Bayern Monachium pokonał wczoraj w Pireusie Olympiakos aż 3:0 w ramach pierwszej kolejki Ligi Mistrzów. Porażka na inaugurację nie martwi zbytnio szkoleniowca greckiego zespołu, Marco Silvę, który uważa, że jego zespół - pomimo wyniku - zaprezentował się z dobrej strony.
"To rozczarowujące. Pozostaje niedosyt, bo graliśmy dobrze. Mieliśmy pecha przy pierwszym golu, a jeśli wykorzystalibyśmy nasze szanse mogło być inaczej" - powiedział Silva dla uefa.com.
"Nie przejmuję się wynikiem drugiego meczu w grupie. Obchodzą mnie mecze, w których będziemy grali"

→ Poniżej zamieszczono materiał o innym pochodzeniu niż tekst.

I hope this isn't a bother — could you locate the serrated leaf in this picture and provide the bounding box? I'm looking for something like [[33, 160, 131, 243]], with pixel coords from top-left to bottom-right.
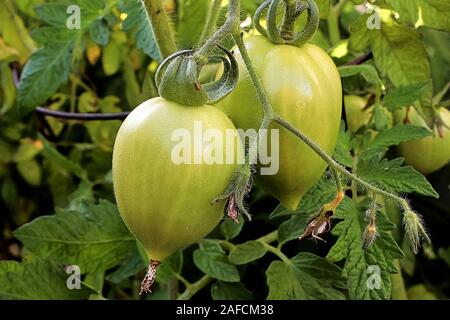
[[327, 197, 403, 300], [228, 241, 267, 265], [0, 259, 92, 300], [123, 0, 161, 61], [386, 0, 450, 32], [156, 250, 183, 283], [14, 201, 136, 273], [266, 252, 345, 300], [17, 42, 73, 115], [194, 240, 240, 282], [350, 9, 432, 114], [106, 249, 146, 283], [89, 19, 109, 47], [177, 0, 211, 48], [383, 81, 430, 111], [211, 281, 253, 300], [39, 134, 87, 181], [361, 124, 431, 159], [278, 213, 309, 244], [220, 219, 244, 240], [358, 158, 439, 198], [338, 64, 382, 85]]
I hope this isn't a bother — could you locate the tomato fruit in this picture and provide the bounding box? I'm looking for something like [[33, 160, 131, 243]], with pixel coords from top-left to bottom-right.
[[113, 98, 243, 261], [395, 108, 450, 174], [218, 36, 342, 210]]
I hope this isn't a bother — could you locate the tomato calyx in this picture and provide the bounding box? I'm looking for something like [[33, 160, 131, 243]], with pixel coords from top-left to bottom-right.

"Zawsze trudno jest przygotować się na starcie z tak trudnym rywalem. Zawodnicy dostali nowe role i jesteśmy zadowoleni z tego jak sobie poradzili. Jedyne do czego mogę mieć pretensje, to fakt, że brakowało nam szybkości, a nasze dośrodkowanie nie były wystarczająco dobre. Nie wykorzystaliśmy swoich szans i zapłaciliśmy za to" - zakończył Silva.